Short Drive: 2010 Ferrari 458 Italia
By: Anthony Fongaro | November 2015
The recipe for what you are about to read is classic Ferrari: a mid-engine, rear-wheel-drive coupe sporting a V8 engine. As classic as this Ferrari is, modern technologies and improvements in horsepower and handling makes this car highly desirable. Welcome to the 2010 Ferrari 458 Italia.
Pictures don't do justice for the 458 Italia on just how beautiful of a car it is. There is no angle where the car doesn’t look stunning. The 458 I drove sported black paint which made the yellow brake calipers stand out. Ironically, the car's beauty is a result of design by aerodynamics. One example is the front whiskers in the nose that lower at speed to reduce drag and lift. The body of the 458 Italia was carved to be very slippery which means it handles as well as it looks.
Not so simple interior.
Forget everything you know about a car’s interior. Done forgetting? Good. Let’s tackle just the steering wheel first. As you can see from the picture above, the steering wheel is bombarded with buttons and switches. Since the 458 doesn’t have traditional steering-column mounted stalks, every control is on the steering wheel. This means that all the muscle memory you have from years of driving more typical cars has to go out the window. Case in point – I reached for the non-existent turn signal at least twice before my co-pilot reminded me that it's a button on the wheel.

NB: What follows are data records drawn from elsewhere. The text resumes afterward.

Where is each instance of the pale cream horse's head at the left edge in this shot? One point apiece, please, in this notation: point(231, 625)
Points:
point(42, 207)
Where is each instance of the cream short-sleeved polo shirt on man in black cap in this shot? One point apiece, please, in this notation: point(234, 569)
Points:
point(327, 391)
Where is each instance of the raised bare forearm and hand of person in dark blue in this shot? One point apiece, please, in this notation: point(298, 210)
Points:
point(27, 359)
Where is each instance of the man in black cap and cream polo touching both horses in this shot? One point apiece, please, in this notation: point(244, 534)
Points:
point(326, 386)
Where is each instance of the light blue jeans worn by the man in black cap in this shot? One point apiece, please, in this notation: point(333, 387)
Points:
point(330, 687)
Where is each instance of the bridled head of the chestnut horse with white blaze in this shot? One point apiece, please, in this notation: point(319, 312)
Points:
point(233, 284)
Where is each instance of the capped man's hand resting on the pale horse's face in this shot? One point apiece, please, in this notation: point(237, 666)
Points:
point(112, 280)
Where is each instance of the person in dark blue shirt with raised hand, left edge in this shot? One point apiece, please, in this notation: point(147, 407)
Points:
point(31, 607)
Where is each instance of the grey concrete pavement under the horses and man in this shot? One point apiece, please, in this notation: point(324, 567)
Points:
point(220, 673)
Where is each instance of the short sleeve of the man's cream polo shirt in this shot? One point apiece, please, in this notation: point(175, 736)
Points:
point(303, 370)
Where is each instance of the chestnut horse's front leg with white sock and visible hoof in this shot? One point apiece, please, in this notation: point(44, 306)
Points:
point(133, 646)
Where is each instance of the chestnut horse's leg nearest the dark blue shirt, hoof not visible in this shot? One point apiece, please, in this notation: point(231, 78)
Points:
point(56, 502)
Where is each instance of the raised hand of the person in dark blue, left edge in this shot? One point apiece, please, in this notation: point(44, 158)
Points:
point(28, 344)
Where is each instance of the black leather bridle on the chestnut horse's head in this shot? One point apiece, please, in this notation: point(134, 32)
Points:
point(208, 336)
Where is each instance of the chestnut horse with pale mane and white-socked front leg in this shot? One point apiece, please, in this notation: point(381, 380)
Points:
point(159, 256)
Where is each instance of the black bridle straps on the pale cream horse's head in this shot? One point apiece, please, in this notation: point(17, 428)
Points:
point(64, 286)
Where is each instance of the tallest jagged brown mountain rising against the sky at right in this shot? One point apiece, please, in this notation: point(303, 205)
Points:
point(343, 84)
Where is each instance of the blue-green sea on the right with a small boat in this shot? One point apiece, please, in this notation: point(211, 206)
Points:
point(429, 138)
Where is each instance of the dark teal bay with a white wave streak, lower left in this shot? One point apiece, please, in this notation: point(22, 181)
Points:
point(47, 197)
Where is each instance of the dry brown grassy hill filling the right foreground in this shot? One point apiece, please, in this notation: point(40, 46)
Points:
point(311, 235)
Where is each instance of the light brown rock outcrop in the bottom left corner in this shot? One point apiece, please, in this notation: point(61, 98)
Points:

If you thought the complicated interior ended at the steering wheel, you’d be wrong. Ferrari’s dashboard is made up of a center-mounted tachometer and two mini screens – one on either side. These display everything in the car from the infotainment system to the trip computer, and are accompanied by two pods with even more buttons. I wasn’t able to play with all the gadgets in the 458, but the one option which was downright confusing was…the navigation system. In my time driving cars, I’ve never dealt with a more complicated system for just activating the navigation system. It took my co-pilot and me a good five minutes – including a Google search – to figure out how to activate the navigation screen. It’s actually quite simple (you just have to push and hold a button to bring up the menu), but the speedometer goes away. Surprisingly, you can only have a speedometer or navigation, not both.
Born to race.
My stint in the 458 was neither on a test track nor a de-restricted highway, but my initial impressions were positive for the most part. Numbers time! Ferrari's 4.5-liter V8 pumps out an astounding 562-horsepower which works hand-in-hand to a seven-speed, dual-clutch automated manual with paddle shifters. Zero to 50 mph – I wasn’t able to actually hit 60 mph - came rapidly with the transmission performing lightning-fast shifts. Behind the wheel, the throttle is your friend, allowing you to hear one of the best-sounding V8 engines. Imagine listening to a symphony orchestra that you control with your foot, that's how the 458’s engine sounds like. Driving around, the extra-sharp steering, handling and acceleration were enjoyable, but you could sense the car was bored. It wanted more. Like putting a minivan on a racetrack, the 458 on public roads is out of its element. It wants to show off what it’s made of on a racetrack or some beautiful cliché mountain roads.
By the end of the drive, I was left wanting more. The 458 is a brilliant car with an interior that will force you to read the dreaded owner’s manual. And you’ll have to undo all the muscle memory you learned driving other cars to figure out the controls. But even though I was only able to tap into 40 percent of the car’s potential, it was a tantalizing taste of just how amazing it is. The 458 is almost too good for your average drive to work. If I was able to open the taps a bit more and let the Ferrari come to life, I’m sure it would show why it could be the perfect sports car.